Tuesday, June 15, 2010

Girlhood

I found the documentary Girlhood, by Liz Garbus, to be thoroughly engaging. It tells the story of two young girls in the juvenile justice system and follows them for three years, when they are out of the system.

The two girls, Shanae and Meghan, are both strong willed, and kind of charming. There were certain scenes where the strength of their personalities was particularly impressive. I was kind of inspired by both young girls’ resistance to authority at key moments when those authority figures attempted to insert dominant mainstream values in their definitions of the situation. I am here referring to the scene where Shanae was in “effectiveness” class and the instructor wanted her to judge the stereotypical image of an urban teen as a “scumbag”; and the equally powerful moment when Meghan refused to refer to drug users in her neighborhood as “undesirables”, stating that “if I don’t consider my mother one, I don’t consider him one.”
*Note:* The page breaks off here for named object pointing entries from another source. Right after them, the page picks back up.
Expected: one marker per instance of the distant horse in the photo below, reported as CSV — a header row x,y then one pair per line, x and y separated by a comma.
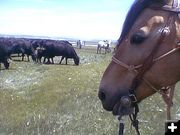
x,y
146,60
103,45
79,44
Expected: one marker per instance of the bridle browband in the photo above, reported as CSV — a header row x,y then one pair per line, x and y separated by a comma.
x,y
141,69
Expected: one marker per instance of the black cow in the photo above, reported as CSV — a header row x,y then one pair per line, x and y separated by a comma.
x,y
5,52
49,49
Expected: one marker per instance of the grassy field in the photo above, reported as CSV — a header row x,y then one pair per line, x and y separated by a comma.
x,y
38,99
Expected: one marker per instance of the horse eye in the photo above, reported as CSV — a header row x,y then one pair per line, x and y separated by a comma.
x,y
137,38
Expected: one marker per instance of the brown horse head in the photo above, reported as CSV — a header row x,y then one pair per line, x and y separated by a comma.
x,y
146,58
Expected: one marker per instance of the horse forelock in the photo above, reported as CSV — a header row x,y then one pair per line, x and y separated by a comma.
x,y
136,9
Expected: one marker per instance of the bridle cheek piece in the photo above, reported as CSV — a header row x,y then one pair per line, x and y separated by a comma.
x,y
147,64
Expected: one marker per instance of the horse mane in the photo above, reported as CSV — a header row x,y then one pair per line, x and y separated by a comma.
x,y
136,9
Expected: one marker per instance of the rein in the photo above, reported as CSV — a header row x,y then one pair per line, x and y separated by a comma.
x,y
148,63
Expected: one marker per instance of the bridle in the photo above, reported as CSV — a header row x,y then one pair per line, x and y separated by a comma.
x,y
141,69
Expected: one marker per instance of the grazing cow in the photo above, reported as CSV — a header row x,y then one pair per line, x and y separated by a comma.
x,y
49,49
5,52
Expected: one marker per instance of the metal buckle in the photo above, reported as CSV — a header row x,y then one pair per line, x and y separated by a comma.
x,y
133,98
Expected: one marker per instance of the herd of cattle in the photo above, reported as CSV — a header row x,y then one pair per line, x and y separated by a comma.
x,y
36,48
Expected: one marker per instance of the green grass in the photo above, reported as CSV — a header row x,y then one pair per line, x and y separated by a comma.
x,y
62,99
I felt a lot was missing from the movie, however. Both girls had committed assault (one had stabbed a girl to death) and there was little insight into the violence or aggression that motivated those actions. That is, you never really saw the anger that I assume these girls have in them. Even when Meghan was enraged at her junkie mother, the anger seemed (to me at least) consistent with many adolescent mother/daughter struggles. I didn't really see any special level of rage. And for this reason I felt their crimes were left unexplained.

The movie also carries a strong theme about mother/daughter bonds; the girl whose future looks better is the one who had a stronger more supportive and stable relationship with her mother.